Est- elle “morte d’Essure” ? (Si cela est seulement possible une seule seconde) Ou de complications ? Des suites de soucis d’anesthésie générale ? Pourquoi ces non-informations brutes, incomplètes et effrayantes uniquement sur ce sujet et ce dispositif de stérilisation définitive ?
Pourquoi toujours rapporter tout cela à la maternité et la féminité ?

Pourquoi ces mêmes journalistes outré.e.s ne parlent-iels pas de ces femmes mortes en couche avec autant d’intention de terroriser les futures mères ? Les chiffres ne sont pas clairs, il n’y a aucune mise en perspective.

Je rappelle qu’en France, aujourd’hui encore, 85 femmes meurent chaque année en accouchant, pour 811 510 accouchements.

 

Mais là, les articles se veulent optimistes “ce taux a été divisé par deux cette dernière décennie” alors qu’une seule est morte des suites d’une opération effectuée à cause d’une mauvaise pose d’Essure.
Ah ben alors, continuons à enfanter, mais surtout évitons de nous faire stériliser hein. Deux poids. Deux mesures.

Est ce que les journalistes peuvent mettre de côté leur natalisme profond et essayer de donner des chiffres concrets, ne pas oublier toutes les personnes qui vont bien plutôt que de terroriser celles ayant l’envie de se faire stériliser par un biais ou un autre ?

Qu’on le reconnaisse de bonne foi ou non, la stérilisation (féminine et masculine) est toujours taboue en France en 2019 bien que légale depuis 2001, et la floraison de tous ces articles sur les soucis liés à Essure me semble en être un très bon exemple.

Faire de l’objet stérilisant le démon à combattre plutôt que de voir toutes les violences faites aux femmes par le corps médical m’agresse tout particulièrement, dans ce cas en particulier.

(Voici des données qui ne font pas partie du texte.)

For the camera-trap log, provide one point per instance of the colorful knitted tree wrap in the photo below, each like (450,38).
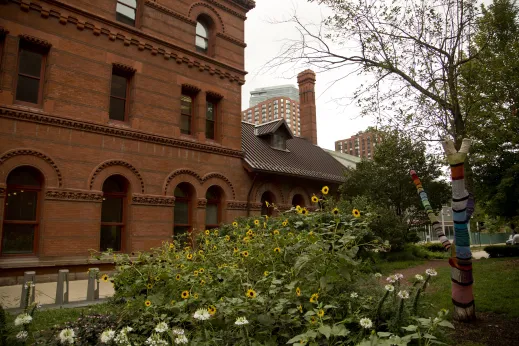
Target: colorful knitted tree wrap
(461,265)
(430,213)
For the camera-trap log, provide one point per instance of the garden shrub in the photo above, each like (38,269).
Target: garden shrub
(502,251)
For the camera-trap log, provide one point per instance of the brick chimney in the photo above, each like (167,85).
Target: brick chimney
(307,110)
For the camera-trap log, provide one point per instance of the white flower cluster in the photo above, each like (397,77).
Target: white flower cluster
(201,314)
(66,336)
(241,321)
(431,272)
(22,335)
(403,294)
(366,323)
(22,319)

On blâme les implants et non pas les médecins qui les posent mal et n’importe comment. On effraye les personnes porteuses qui n’ont aucun problème. On terrorise celles qui auraient pour souhaiter se faire stériliser.

 

On ne reproche pas à la pilule de tuer les femmes, mais aux femmes de mal vivre lorsqu’elles sont sous pilule (elles seront responsables des soucis qui peuvent arriver, surtout si elles fument.) Les chiffres de femmes souffrants d’effets secondaires légers à graves à cause de cette dernière sont éloquents et pourtant toutes les pilules d’Europe ne sont pas retirées du marché pour autant (et heureusement hein !).

 

Pourquoi ce pourcentage infime de femmes malchanceuses, car mal opérées ou allergiques a permis aussi vite le retrait d’une méthode facile, rapide, efficace au détriment de toutes celles qui vivent très bien avec ces implants ?

 

Vous pouvez me traiter de paranoïaque, mais moi “j’essure” que cela relève plus du tabou de la stérilisation que des tristes soucis que ces rares femmes ont pu endurer.